BY EDITOR
13th February 2016.
It was during the tour when the agency’s Chief Executive Officer, Magdalena Chuwa, was put to task for her failure to ensure fuel offloaded from tankers passed through oil flow meters for accurate measurement.
She was then given four hours in which to explain to the prime minister in writing why the meters stayed idle since 2012 on her orders, considering that the government had coughed up USD1.2 million_(about Sh 2.5 billion) to purchase them.
As a newspaper, we leave the rest to the government, but already the cat is out of the bag.
Thursday’s incident, of course, must have greatly shocked the prime minister after noticing that the oil flow meters had rusted owing to falling to disuse since they were installed about three years ago.Apparently, there are individuals who have been ripping huge profits from the oil business for the non-use of the meters, considering the fact that measuring the amount of imported fuel has all along been done using an unreliable ‘stick’.
The beneficiaries could be oil importers themselves as well as officials at the weights and measures agency.
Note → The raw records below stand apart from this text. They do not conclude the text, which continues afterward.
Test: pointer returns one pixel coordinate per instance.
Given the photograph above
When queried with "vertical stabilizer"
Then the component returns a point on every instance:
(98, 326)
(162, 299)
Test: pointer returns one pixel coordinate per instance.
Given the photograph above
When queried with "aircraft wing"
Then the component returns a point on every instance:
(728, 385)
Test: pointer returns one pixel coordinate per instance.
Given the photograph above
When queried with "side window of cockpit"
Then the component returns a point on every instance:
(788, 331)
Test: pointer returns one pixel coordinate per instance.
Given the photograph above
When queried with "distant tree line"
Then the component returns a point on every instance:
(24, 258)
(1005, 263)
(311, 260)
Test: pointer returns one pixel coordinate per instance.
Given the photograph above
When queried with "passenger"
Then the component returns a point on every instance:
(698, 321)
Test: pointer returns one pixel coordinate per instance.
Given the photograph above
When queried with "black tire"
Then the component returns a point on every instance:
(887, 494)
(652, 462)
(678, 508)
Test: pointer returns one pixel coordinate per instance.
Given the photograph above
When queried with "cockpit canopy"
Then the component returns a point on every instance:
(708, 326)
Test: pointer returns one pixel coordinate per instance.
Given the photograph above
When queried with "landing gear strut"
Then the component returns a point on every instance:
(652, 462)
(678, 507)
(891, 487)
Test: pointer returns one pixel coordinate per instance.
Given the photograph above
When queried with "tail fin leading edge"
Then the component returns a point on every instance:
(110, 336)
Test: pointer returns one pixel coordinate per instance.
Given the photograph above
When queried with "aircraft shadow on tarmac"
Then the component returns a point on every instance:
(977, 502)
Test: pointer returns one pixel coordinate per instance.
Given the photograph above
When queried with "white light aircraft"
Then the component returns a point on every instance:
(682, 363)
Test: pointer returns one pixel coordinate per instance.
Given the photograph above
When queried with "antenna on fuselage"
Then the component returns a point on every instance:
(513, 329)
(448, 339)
One does not need to be a rocket scientist to understand that oil flow meters, to a large extent, help to reduce cheating in oil measurement, which, in turn, helps to calculate the amount of tax payable to the government.
To put things in perspective, what could be happening to Dar es Salaam Water and Sewerage Corporation (DAWASCO) if its supplied water does not pass through any meters within our homes as we use it? The answer is simple - huge losses in terms of revenue to the corporation.
By all standards, a substantial amount of what should have been tax must have ended up in people’s pockets over all this period of time that the oil flow meters were deliberately decommissioned.
To substantiate this hypothesis, we are told that the agency (WMA) took a different stand by starting working on the metres after they received an SMS alerting them about the PM’s visit to Kurasini Oil Jetty ( KOJ) to inspect the meters.
The question is: Who sent the SMS to the agency? There is no doubt that if the government throws its weight into searching the culprit it will identify them and, probably, their link with the rot.
Thursday’s incident is a wake-up call to the central government about how rampant rot is within our ports. Oil containers have, on several occasions, been finding their way outside the port and depots without the government getting its fair share of tax due, and now the game has turned to imported oil.
As President Dr John Mafuguli reflects on his hundred days in office, he should come up with strategies to plug all tax evasion loopholes everywhere, not only at our ports. Going by his words, Tanzania is a rich nation capable of being a donor country.
The only thing we need is political will to stamp out corruption, judiciously exploit the country’s resources and work hard.